Week 4 Assignement - Regular Expressions
4. Describe the types of strings that confirm to the following regular experessions and construct an example that is matched by the regular expression.
a.
library(stringr)
## Warning: package 'stringr' was built under R version 3.2.2
string1 <- c("190050$",
"54$",
"1$.25 cents",
"abcd$")
str_extract(string1, "[0-9]+\\$")
## [1] "190050$" "54$" "1$" NA
b.
string1 <- c("abcd",
"do i know you",
"where are you?",
"DO I Know You",
"3 keys",
"3 ducks")
str_extract(string1, "\\b[a-z]{1,4}\\b")
## [1] "abcd" "do" "are" NA "keys" NA
c.
string1 <- c("abcd.txt",
"1234.txt",
"where are you.txt",
"3 keys.txt",
"abcd_txt",
"1234.txt ")
str_extract(string1, ".*?\\.txt$")
## [1] "abcd.txt" "1234.txt" "where are you.txt"
## [4] "3 keys.txt" NA NA
d.
string1 <- c("09/20/2015",
"The classes start from 08/29/2015",
"0009/20/2015",
"09_20_2015",
"9/20/2015",
"09/2/20150")
str_extract(string1, "\\d{2}/\\d{2}/\\d{4}")

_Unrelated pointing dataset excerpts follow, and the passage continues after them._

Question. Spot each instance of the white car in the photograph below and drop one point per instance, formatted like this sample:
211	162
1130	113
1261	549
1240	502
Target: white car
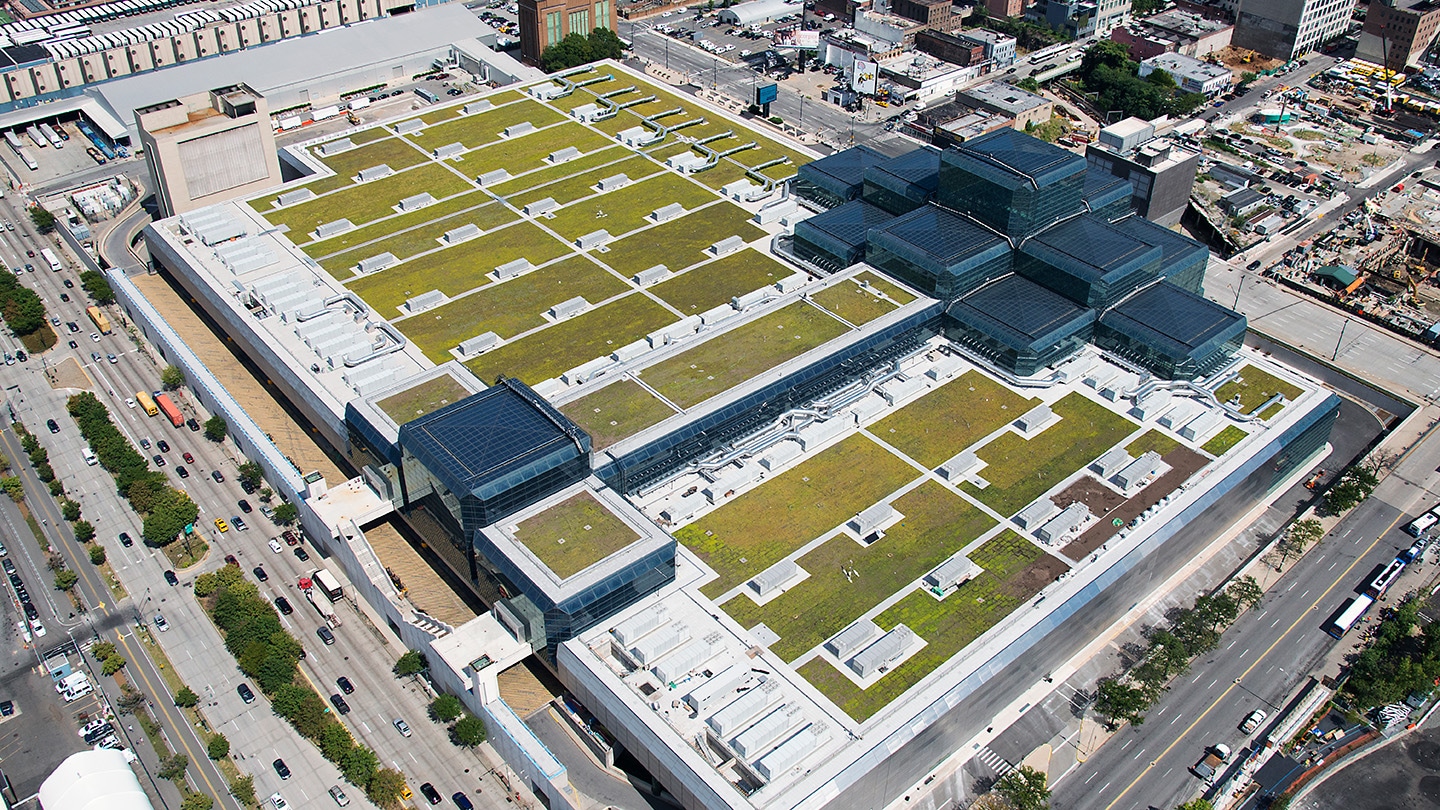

## [1] "09/20/2015" "08/29/2015" "09/20/2015" NA NA
## [6] NA
d.
string1 <- c("<abc>abc</abc>",
"<The Story> </The Story>",
"<$version></#version>",
"</tag>")
str_extract(string1, "<(.+?)>.+?</\\1>")
## [1] "<abc>abc</abc>" "<The Story> </The Story>"
## [3] NA NA
6. Consider the mail address chunkylover53[at]aol[dot]com.

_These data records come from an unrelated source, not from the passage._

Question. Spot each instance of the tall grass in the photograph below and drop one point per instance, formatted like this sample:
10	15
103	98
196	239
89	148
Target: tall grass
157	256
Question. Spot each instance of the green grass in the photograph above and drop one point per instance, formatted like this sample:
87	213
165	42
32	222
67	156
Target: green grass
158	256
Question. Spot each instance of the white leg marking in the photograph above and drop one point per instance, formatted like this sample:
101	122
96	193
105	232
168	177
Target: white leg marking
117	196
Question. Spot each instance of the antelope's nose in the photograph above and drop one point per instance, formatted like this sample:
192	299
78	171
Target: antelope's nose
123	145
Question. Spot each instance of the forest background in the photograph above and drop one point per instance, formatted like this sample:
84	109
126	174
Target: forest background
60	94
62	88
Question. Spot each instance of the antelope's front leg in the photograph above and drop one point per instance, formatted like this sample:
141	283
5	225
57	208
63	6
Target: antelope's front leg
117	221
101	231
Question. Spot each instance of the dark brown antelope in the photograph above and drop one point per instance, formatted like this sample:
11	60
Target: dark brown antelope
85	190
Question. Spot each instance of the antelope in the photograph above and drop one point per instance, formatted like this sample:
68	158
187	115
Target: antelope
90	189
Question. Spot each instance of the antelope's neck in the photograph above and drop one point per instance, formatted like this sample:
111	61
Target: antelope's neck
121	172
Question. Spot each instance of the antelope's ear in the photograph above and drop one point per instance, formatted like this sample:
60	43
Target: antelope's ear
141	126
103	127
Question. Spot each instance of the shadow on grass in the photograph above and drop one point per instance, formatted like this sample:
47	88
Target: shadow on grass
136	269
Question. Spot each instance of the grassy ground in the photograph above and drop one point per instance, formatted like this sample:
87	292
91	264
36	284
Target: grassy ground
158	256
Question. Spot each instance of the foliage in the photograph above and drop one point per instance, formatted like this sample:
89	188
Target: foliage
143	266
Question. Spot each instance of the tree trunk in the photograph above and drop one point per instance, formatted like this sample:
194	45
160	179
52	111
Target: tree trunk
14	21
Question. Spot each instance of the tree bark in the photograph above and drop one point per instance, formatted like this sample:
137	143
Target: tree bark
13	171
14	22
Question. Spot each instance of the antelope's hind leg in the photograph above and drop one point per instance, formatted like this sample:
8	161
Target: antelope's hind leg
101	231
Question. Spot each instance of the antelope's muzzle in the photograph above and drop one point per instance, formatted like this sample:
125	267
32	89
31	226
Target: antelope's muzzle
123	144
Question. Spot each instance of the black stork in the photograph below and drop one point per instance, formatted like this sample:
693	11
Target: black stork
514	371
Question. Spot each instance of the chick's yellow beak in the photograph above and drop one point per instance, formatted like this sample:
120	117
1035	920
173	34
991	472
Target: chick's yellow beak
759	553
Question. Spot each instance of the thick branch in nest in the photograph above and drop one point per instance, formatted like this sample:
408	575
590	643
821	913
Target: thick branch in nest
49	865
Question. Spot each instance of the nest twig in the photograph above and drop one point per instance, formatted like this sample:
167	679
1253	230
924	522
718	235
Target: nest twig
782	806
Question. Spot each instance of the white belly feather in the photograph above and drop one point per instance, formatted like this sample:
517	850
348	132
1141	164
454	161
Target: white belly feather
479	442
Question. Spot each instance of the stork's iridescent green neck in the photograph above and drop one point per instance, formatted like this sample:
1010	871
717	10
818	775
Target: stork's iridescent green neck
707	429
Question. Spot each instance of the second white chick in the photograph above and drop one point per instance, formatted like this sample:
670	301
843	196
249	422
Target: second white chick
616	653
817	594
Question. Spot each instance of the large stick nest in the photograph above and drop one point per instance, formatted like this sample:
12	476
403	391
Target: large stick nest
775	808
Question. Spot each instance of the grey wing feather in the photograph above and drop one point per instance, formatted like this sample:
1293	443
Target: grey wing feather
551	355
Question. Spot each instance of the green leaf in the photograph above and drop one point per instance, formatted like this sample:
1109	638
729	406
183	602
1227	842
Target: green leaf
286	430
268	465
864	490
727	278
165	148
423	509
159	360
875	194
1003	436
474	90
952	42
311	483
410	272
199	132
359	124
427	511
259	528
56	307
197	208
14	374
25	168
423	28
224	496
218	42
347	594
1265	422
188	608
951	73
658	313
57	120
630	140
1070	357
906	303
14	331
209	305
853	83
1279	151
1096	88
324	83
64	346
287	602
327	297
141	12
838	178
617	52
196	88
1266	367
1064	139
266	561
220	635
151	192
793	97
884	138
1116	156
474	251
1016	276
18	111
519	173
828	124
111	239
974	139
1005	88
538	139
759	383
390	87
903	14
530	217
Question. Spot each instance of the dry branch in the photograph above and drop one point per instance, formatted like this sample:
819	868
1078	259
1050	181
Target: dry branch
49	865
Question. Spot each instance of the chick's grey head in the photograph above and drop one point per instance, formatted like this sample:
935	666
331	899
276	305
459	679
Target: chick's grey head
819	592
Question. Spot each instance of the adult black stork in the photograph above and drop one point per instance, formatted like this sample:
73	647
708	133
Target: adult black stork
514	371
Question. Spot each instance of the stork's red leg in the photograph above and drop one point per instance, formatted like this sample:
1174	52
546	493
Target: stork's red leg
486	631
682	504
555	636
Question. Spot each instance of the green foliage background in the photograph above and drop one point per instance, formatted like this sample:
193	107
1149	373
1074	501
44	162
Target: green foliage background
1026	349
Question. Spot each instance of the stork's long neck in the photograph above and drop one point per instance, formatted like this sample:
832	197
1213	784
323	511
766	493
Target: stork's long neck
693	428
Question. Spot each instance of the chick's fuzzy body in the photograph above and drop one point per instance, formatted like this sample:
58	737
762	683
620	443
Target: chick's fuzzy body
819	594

- Transform the string to a standard mail format using regular expressions.
- Imagine we are trying to extract the digits in the mail address. To do so we write the expression [:digit:]. Explain why this fails and correct the expression.
- Instead of using the predefined character classes, we would like to use the predefined symbols to extract the digits in the mail address. To do so we write the expression \D Explain why this fails and correct the expression.
a.
formatted_email <- str_replace("chunkylover53[at]aol[dot]com", "\\[at\\]", '@')

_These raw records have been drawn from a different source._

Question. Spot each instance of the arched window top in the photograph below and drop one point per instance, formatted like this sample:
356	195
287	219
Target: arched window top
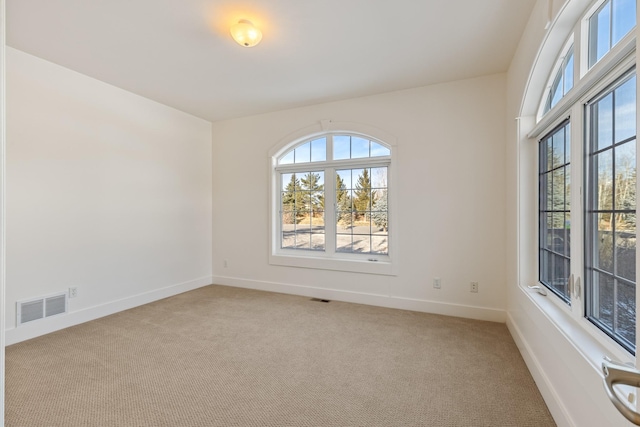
334	147
613	20
561	81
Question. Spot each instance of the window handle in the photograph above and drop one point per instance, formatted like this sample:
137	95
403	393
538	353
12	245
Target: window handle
539	289
571	284
619	373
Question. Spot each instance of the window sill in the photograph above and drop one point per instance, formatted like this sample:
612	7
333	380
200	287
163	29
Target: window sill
386	268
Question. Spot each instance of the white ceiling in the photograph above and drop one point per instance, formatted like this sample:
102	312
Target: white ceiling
179	52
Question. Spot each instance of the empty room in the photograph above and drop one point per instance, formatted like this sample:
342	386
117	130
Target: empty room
332	213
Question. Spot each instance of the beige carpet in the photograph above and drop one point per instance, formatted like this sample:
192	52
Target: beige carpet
220	356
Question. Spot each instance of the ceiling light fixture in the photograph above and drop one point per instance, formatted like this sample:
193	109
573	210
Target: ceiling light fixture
245	33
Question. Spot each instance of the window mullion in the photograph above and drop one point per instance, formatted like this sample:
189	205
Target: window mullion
577	210
330	211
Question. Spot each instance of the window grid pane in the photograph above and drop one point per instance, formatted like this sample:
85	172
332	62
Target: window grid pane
608	26
554	211
611	214
302	211
361	211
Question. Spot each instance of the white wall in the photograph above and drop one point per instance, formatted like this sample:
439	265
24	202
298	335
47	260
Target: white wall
566	373
106	191
450	199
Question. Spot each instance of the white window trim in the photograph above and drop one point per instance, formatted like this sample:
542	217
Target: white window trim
357	263
588	339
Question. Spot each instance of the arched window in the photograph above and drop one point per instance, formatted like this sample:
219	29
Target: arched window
331	202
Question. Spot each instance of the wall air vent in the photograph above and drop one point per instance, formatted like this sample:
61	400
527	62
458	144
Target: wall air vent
40	308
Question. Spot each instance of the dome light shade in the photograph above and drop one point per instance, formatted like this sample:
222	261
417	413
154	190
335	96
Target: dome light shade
245	33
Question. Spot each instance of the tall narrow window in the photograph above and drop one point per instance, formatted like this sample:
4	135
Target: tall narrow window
610	274
611	22
555	210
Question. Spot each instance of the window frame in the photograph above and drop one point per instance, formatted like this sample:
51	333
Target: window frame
332	260
563	126
588	83
620	79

formatted_email <- str_replace(formatted_email, "\\[dot\\]", '.')
formatted_email
## [1] "chunkylover53@aol.com"
b.
formatted_email <- str_replace("chunkylover53[at]aol[dot]com", "\\[at\\]", '@')
formatted_email <- str_replace(formatted_email, "\\[dot\\]", '.')
str_extract(formatted_email, "[:digit:]") # would not extract both the digits
## [1] "5"
str_extract(formatted_email, "[[:digit:]]+") # would extract both the digits by using +
## [1] "53"
c
str_extract("chunkylover53[at]aol[dot]com", "\\D+") # Gives the letters not digits
## [1] "chunkylover"
str_extract("chunkylover53[at]aol[dot]com", "\\d+") # Gives the digits, due to can sensitivity.
## [1] "53"